TRIBUNAL JUDICIAIRE DE MARSEILLE

LE JUGE DE L’EXECUTION

JUGEMENT DU 09 JANVIER 2024

COMPOSITION DU TRIBUNAL

PRESIDENT : Madame DESMOULIN, Vice-Présidente,

GREFFIER : Madame KELLER, Greffier

DEMANDERESSE

S.A.R.L. AGS SECURITY,
dont le siège social est sis [Adresse 2]
priseen la personne de son représentant légal en exercice domicilié en cette qualité audit siège

représentée par Me Aude VAISSIERE, avocat au barreau de MARSEILLE

DEFENDEUR

Monsieur [O] [K]
né le [Date naissance 1] 1973 à [Localité 5] (ALGERIE) demeurant [Adresse 3]

représenté par Me Mickael BENAVI, avocat au barreau de MARSEILLE substitué par Me Pierre MICHOTTE, avocat au barreau de MARSEILLE

NATURE DE LA DECISION : Contradictoire

Le Tribunal après avoir entendu les parties et leurs avocats en leurs conclusions à l’audience du 23 Novembre 2023 a mis l’affaire en délibéré et indiqué que le jugement serait rendu par mise à disposition au greffe le 09 Janvier 2024, date à laquelle a été rendu le jugement dont la teneur suit :

EXPOSÉ DU LITIGE :

Selon jugement du 1er février 2023 le conseil des prud’hommes de Marseille a
– dit que la rupture du contrat de travail de Monsieur [O] [K] s’analyse en un licenciement sans cause réelle et sérieuse
– condamné la société AGS SECURITY à verser à la société AGS SECURITY les sommes suivantes :
* 4.969,60 euros au titre du rappel des heures supplémentaires et 496,69 euros au titre des congés payés afférents
* 11.000 euros au titre du travail dissimulé
* 930,76 euros au titre du rappel retenue sur salaire injustifiée et 93.07 euros au titre des congés payés afférents
* 13.936 euros de dommages et intérêts pour licenciement sans cause réelle et sérieuse
* 1.742 euros à titre d’indemnité pour irrégularité de la procédure
* 3.484 au titre de l’indemnité compensatrice de préavis et 348, 40 euros au titre des congés payés afférents
* 782,80 euros au titre du solde d’indemnité légale de licenciement
* 2.761,80 euros au titre du solde d’indemnité de congés payés
* 10.000 euros au titre de l’exécution fautive et déloyale du contrat de travail
* 2.000 euros en application des dispositions de l’article 700 du code de procédure civile
– ordonné l’exécution provisoire outre la fixation des intérêts de droit à compter de la demande en justice avec capitalisation
– condamné la société AGS SECURITY aux dépens.

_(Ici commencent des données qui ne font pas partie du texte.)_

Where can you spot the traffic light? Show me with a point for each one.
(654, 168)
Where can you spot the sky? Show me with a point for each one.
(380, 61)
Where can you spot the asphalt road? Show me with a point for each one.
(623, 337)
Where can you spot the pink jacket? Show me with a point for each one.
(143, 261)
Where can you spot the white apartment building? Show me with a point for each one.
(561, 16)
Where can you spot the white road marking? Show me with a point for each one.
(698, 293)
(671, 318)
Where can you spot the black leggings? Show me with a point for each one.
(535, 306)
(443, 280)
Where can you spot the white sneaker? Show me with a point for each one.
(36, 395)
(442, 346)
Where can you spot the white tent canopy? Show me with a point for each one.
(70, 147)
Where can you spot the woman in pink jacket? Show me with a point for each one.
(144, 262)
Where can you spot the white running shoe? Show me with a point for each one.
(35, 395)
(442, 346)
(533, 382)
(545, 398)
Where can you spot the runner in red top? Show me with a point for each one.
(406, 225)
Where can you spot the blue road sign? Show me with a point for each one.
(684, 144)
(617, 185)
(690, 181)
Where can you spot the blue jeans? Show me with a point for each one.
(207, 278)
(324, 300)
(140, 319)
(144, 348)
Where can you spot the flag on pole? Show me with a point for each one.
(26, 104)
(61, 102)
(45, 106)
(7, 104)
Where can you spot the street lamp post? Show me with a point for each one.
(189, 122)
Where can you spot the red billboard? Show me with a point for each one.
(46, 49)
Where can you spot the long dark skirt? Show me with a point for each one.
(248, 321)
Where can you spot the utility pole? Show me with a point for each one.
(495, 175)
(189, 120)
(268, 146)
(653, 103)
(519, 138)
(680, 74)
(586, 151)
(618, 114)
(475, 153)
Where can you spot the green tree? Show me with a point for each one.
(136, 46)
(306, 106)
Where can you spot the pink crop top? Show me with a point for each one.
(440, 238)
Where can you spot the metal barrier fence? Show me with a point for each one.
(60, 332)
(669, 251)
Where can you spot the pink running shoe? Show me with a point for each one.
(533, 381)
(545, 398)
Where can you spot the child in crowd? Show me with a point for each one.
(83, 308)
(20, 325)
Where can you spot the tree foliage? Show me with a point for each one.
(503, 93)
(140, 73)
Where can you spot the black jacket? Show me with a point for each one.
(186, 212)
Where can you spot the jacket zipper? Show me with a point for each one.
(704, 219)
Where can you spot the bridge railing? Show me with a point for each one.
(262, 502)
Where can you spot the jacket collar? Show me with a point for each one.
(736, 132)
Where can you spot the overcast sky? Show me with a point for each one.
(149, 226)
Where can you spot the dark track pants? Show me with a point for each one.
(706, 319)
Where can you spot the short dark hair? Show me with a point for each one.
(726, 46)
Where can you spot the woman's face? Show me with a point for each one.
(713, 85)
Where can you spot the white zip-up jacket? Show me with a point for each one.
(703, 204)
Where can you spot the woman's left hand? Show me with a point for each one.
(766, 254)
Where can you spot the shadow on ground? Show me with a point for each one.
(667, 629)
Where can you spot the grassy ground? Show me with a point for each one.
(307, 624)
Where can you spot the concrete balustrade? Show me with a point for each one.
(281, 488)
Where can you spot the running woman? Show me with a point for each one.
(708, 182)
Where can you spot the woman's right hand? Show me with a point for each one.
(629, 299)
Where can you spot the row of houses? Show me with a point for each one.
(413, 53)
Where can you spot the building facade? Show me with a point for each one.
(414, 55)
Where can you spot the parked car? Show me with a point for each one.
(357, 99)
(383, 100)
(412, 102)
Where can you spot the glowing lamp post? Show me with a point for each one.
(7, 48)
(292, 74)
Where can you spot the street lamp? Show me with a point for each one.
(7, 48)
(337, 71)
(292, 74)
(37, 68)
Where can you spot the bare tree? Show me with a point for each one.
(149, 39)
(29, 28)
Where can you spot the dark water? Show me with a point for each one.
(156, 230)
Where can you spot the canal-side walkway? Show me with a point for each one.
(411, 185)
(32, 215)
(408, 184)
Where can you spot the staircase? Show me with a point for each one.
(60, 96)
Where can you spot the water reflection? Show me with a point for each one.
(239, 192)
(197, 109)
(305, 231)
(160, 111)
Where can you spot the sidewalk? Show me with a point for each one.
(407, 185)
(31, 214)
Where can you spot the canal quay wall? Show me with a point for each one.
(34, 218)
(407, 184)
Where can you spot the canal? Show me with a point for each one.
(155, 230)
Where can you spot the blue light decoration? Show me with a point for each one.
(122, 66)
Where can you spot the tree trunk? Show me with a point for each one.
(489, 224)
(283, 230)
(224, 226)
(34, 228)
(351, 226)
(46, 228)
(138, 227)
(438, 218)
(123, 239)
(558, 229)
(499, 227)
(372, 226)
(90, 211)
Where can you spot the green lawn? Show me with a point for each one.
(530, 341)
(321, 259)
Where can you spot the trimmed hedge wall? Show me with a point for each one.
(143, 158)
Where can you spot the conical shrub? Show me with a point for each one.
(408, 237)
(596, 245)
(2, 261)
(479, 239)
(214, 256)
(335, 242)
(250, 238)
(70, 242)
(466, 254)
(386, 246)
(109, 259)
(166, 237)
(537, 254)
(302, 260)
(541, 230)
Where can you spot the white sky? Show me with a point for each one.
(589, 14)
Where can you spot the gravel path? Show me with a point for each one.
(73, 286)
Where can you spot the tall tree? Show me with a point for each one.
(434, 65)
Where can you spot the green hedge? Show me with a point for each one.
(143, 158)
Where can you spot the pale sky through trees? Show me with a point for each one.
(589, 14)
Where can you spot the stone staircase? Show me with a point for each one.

Appel du jugement a été interjeté par la société AGS SECURITY le 1er février 2023.

Par ordonnance de référé du 24 avril 2023, la cour d’appel d’Aix-en-Provence a
– débouté la société AGS SECURITY de sa demande d’arrêt de l’exécution provisoire ordonnée
– dit que l’exécution provisoire ordonnée ne sera pas poursuivie si la société AGS SECURITY consigne dans un délai d’un mois à compter du prononcé de l’ordonnance une somme de 40.000 euros à la Caisse des Dépôts et Consignations où elle demeurera jusqu’à ce que la cour se soit prononcée sur l’appel dont elle se trouve saisie
– dit qu’à défaut de l’exécution de l’ordonnance dans le délai ci-dessus précisé, l’exécution provisoire ordonnée par jugement reprendra effet au bénéfice de Monsieur [O] [K]
– dit n’y avoir lieu à application de l’article 700 du code de procédure civile
– laissé les dépens à la charge de la société AGS SECURITY.

Selon procès-verbal de saisie-attribution en date du 18 août 2023, agissant en vertu de la décision susvisée, Monsieur [O] [K] a procédé à la saisie-attribution entre les mains de la CARPA (compte ouvert par Maître [W] [I]) de toutes les sommes dont le tiers-saisi était personnellement tenu envers la société AGS SECURITY pour la somme de 43.516,32 euros. La saisie a été fructueuse à hauteur de 40.000 euros.

Ce procès-verbal a été dénoncé à la société AGS SECURITY par acte signifié le 25 août 2023.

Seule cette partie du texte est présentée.